A Receita Federal confirmou nesta segunda-feira que a proposta de correção em 4,5% da tabela de Imposto de Renda para Pessoa Física (IRPF) representará renúncia fiscal de R$ 9,372 bilhões até 2014. O Diário Oficial da União confirmou a edição de uma Medida Provisória (MP), que tem validade imediata, com a correção do tributo até …

28/03/2011 18:49



A Receita Federal confirmou nesta segunda-feira que a proposta de correção em 4,5% da tabela de Imposto de Renda para Pessoa Física (IRPF) representará renúncia fiscal de R$ 9,372 bilhões até 2014. O Diário Oficial da União confirmou a edição de uma Medida Provisória (MP), que tem validade imediata, com a correção do tributo até o final do mandato da presidente Dilma Rousseff. As centrais sindicais chegaram a exigir um reajuste de 6,46%, correspondente à variação do Índice Nacional dos Preços ao Consumidor (INPC) no ano passado, mas saíram derrotadas na mesa de negociação com o governo.
O patamar de 4,5% na correção da tabela de IR reflete o atual centro da meta da inflação, mas, de acordo com o subsecretário de Tributação e Contencioso, Sandro Serpa, não quer dizer que o governo esteja indexando o reajuste à variação inflacionária.

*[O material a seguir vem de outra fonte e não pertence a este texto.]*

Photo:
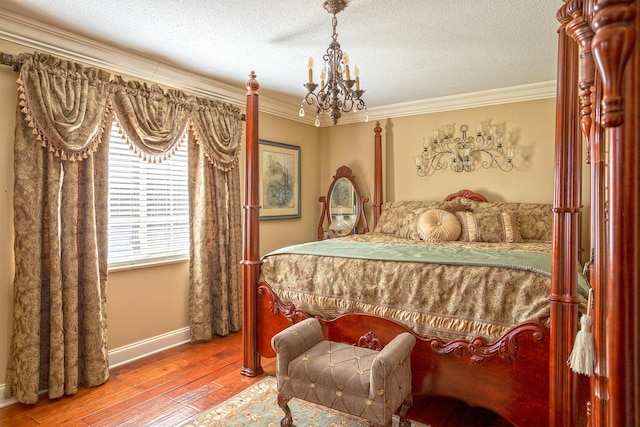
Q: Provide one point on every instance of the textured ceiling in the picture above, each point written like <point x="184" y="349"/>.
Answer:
<point x="406" y="50"/>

“O nível de 4,5% foi o centro da meta de inflação, que foi utilizado para a confecção da medida provisória. Veremos o comportamento da economia nos próximos quatro anos, (e o centro da meta de inflação) tanto pode ficar acima ou abaixo. O governo tem suas projeções e metas e achou por bem propor esse reajuste da tabela”, disse Serpa. “Em 2013 e 2014 poderão ser refeitos esses cálculos (das futuras metas de inflação) e nada impede que sejam para mais ou para menos”.

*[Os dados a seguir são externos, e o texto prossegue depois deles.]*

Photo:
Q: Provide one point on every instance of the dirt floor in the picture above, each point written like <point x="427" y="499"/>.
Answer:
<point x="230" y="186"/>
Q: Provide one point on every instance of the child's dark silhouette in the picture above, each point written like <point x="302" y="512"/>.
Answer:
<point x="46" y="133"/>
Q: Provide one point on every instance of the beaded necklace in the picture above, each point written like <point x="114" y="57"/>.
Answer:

A renúncia fiscal para 2011 é de R$ 1,612 bilhões. Em 2012, será de R$ 2,360 bilhões. Para os últimos dois anos do governo Dilma, o governo abrirá mão, por conta da correção da tabela de IR, de R$ 2,58 bilhões em 2013 e de R$ 2,82 bilhões em 2014. A Receita não soube precisar o número de pessoas que deixarão de ser tributadas com o reajuste da tabela de IR.

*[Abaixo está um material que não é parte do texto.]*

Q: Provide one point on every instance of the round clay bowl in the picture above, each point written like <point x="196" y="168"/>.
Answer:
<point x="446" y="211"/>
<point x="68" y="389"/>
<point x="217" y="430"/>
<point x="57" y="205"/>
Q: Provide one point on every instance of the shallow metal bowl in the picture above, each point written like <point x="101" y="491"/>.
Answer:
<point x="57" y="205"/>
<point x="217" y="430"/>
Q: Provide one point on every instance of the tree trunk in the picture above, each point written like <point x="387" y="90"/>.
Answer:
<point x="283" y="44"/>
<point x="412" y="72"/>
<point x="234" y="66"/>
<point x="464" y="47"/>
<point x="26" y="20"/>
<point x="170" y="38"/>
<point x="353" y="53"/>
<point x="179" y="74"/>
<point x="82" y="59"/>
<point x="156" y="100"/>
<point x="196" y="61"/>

Atualmente, ao cobrar o Imposto de Renda direto na fonte, o Fisco leva em conta quatro faixas de cálculo, que consideram quanto o trabalhador ganha por mês. O que as centrais sindicais alegam é que, sem a correção de 6,46% na tabela, os trabalhadores que terão seus rendimentos aumentados em função do reajuste do salário mínimo para R$ 545 podem acabar mudando de faixa de alíquota do IR, pagando automaticamente mais imposto e eliminando, dessa forma, os ganhos com o reajuste.